Shift Left: Where Cloud Native Computing Security Is Going
At Kubecon Europe 2022, some of cloud native computing’s best and brightest security minds talked about where we’re at now and where we’re going. The really short version is, “We’ll be shifting security left into DevSecOps as fast as we can.” But all the experts admitted, that’s easier said than done.
The fundamental reason security is shifting is that threats can come from anywhere. Owen Garrett, head of products and community at cloud native observability firm Deepfence pointed out that “In the old days when we built an application it was like a castle. We protected it by building a big wall and putting a gate and a gatekeeper because we knew what the castle was and where people entered, and we could protect it by stopping people coming in.”
That’s no longer the case. Today, Garrett continued, our applications are no longer castles, they’re “like cities, that grow and change over time. They have porous boundaries, you can’t put a wall around it, and the threats come from outside or inside in a manner that opponents within the city aren’t fully trusted. So you have to take a much broader team view of how you can secure applications. That spans from development through to operations in order to ensure the integrity of our application.”
As Liz Rice, cloud native security firm Isovalent‘s chief open source officer said, “There’s a cultural change there around the speed and agility of how things are developed and deployed.” In addition, “in cloud native, we deploy applications into pods and those pods get IP addresses allocated dynamically. A traditional network security tool using IP addresses and port numbers isn’t really meaningful in a cloud native environment. That’s where the cloud native generation of security tools stands head and shoulders above the traditional approaches for what we’re trying to do today.”

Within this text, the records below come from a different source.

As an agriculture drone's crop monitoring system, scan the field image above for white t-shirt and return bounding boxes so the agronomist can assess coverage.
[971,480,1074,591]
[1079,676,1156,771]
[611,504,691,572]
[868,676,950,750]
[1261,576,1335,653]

Therefore, Andrew Martin, CEO of cloud native security consultancy Control Plane, noted that we’re seeing a “morphing of responsibilities. Gitops gives developers access to provisioning infrastructure, thus making decisions that potentially affect the security of the entire system.” This means “security becomes everyone’s responsibility, he said. “This is why the automation and the shift left is so vital. In order to move quickly, we need to apply the security testing tools closer to the developer, and also ensure that everybody has that level of understanding as to what the implications of their infrastructure changes could be.”
What’s Different Now?
But, as one journalist asked, “We’ve been hearing about team responsibility for security for ages, what’s different this time?”
Well, for one thing, we don’t have a lot of choice in the matter now. You either get it right or your software ends up in a security news story headline. That said, Rice admitted, “it’s not straightforward and simple. And it requires a cultural change.”
Regarding that change, Martin said, “The actual concrete implementation of this to have a security champion within the team. That person must also be empowered to put a hard stop on features shipping unless it has the correct security criteria checked off.” That said, Garrett added that security’s not one person’s job. “Security responsibility is now shared across teams.”
At the same time. Gaurav Rishi, Kasten by Veeam’s VP of product and partnerships, said that while “no one likes going through a checklist,” this can be addressed by automating security using such methods as backups and data protection via policy-as-code.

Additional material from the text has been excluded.